La proportion de familles monoparentales est en légère hausse et elles comptent maintenant pour 16% de l’ensemble des familles. Les changements les plus significatifs sont sans doute la hausse marquée des familles formées par des couples vivant en union libre (tableau 23) et la réduction de la taille des familles, celles qui ne comptent qu’un seul enfant étant en hausse. L’historien E. Shorter qualifie ce type de familles de triade, pour bien montrer que la position de l’enfant change alors radicalement, celui-ci étant minoritaire devant deux adultes et sans interaction avec un frère ou une sœur, avec un nombre limité de cousins. 

Le couple sans enfant présent à la maison:
catégorie de ménages en croissance.

 

Les types de ménages changent dans le temps. Avant les années 1930, les ménages multi-familiaux représentaient une proportion non négligeable des ménages et très peu de personnes vivaient seules. Les célibataires vivaient avec d’autres personnes ou encore en communauté. La famille nucléaire s’est imposée avec l’avènement de la société de consommation et l’urbanisation accélérée. Puis on a assisté à la croissance du nombre de ménages formés de personnes vivant seules dans les années 1960 et 1970, les mutations dans l’espace habité, l’enrichissement et l’extension de l’État-providence rendant possible ce mode de vie. Avec les années 1990 s’impose un nouveau type de ménages qui gagne en importance et croit plus vite que tous les autres: le couple sans enfant présent à la maison. L’allongement de l’espérance de vie et la baisse de la natalité sont les deux facteurs qui ont causé la forte croissance de ce type de ménages. À côté des personnes vivant seules et des familles avec enfants présents à la maison s’impose donc une nouvelle catégorie modale de ménages qui a des comportements de consommation et des habitudes de vie différents des autres dont on commence à découvrir les caractéristiques.

 

Éducation

 

Ralentissement de la croissance du nombre de diplômés
universitaires dans les années 1990

 

Le nombre de diplômés universitaires a continué d’augmenter. Le Québec a franchi la barre des 1,000 diplômés au doctorat par année en 1995 et les universités en ont décerné 1 143 en 1997 (graphique 11). Le nombre de maîtrises est plus élevé: 6 514 en 1997, dernière année disponible. Les diplômés au baccalauréat sont plus nombreux, et leur nombre a progressé de manière régulière entre 1970 et 1993. Depuis cette date, ce nombre plafonne autour de 28 000 à 29 000 par année, malgré une hausse du taux de fréquentation universitaire. Enfin, le nombre de certificats a beaucoup progressé depuis vingt-cinq ans, mais il tend lui aussi à plafonner. “Selon les comportements observés en 1995, plus du quart des jeunes Québécois et Québécoises (27,7%) peuvent espérer obtenir un baccalauréat. Depuis quelques années, les femmes ont progressé davantage que les hommes en ce qui a trait à l’accès aux études universitaires et à l’obtention d’un baccalauréat”. [7] 
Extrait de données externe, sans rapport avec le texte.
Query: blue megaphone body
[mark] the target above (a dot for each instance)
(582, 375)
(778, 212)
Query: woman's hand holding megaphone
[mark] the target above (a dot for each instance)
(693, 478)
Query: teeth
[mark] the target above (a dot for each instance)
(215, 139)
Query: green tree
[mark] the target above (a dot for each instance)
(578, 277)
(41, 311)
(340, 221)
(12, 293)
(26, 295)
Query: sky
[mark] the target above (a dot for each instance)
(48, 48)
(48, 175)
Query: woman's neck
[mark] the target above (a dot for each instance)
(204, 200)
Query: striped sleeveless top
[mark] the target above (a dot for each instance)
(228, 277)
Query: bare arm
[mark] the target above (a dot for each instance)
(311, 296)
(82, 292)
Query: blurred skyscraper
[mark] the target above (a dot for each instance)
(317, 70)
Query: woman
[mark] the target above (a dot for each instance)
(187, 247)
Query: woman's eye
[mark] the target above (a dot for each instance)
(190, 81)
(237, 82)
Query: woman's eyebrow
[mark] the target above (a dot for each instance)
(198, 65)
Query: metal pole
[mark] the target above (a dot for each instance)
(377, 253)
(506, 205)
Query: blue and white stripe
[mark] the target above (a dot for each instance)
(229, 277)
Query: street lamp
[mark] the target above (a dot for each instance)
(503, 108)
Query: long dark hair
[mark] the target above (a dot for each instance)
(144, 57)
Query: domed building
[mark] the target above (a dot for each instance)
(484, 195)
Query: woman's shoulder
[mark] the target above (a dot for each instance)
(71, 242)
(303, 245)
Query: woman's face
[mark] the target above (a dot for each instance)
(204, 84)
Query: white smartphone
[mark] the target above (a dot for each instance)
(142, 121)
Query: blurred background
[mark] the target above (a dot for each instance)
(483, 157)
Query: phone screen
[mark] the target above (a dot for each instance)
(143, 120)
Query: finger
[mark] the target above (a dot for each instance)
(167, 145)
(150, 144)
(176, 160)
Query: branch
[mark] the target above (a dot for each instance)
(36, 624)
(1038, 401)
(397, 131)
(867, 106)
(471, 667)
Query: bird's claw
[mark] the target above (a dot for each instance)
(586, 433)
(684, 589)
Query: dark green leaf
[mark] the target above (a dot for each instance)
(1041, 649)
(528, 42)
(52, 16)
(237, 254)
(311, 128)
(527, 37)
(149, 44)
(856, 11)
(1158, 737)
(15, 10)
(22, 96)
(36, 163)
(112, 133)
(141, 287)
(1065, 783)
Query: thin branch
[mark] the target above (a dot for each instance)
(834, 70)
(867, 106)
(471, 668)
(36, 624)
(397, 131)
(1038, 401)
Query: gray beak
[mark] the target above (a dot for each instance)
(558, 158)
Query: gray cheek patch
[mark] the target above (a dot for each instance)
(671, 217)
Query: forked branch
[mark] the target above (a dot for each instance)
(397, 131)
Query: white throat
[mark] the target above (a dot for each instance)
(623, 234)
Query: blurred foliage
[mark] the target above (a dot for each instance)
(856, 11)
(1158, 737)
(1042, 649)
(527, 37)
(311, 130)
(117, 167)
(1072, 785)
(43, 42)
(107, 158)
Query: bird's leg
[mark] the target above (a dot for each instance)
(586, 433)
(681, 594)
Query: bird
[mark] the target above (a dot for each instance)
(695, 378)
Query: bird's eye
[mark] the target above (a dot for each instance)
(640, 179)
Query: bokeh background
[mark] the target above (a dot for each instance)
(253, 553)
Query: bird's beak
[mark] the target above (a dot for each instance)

L’examen de ces données nous amène à formuler l’hypothèse qu’une nouvelle tendance se dessine dans la deuxième moitié des années 1990: celle d’un ralentissement -- et même d’un plafonnement -- du nombre de diplômés universitaires, sauf au niveau du doctorat. Il semble que le Québec marque le pas dans la production de diplômés universitaires, après des années de croissance. 

Le nombre de doctorats décernés chaque année peut paraître élevé, mais en chiffres absolus les 1 100 nouveaux docteurs ne sont-ils pas trop peu nombreux pour une société qui compte 7 millions d’habitants et qui investit une part importante de ses ressources publiques dans le système d’éducation? 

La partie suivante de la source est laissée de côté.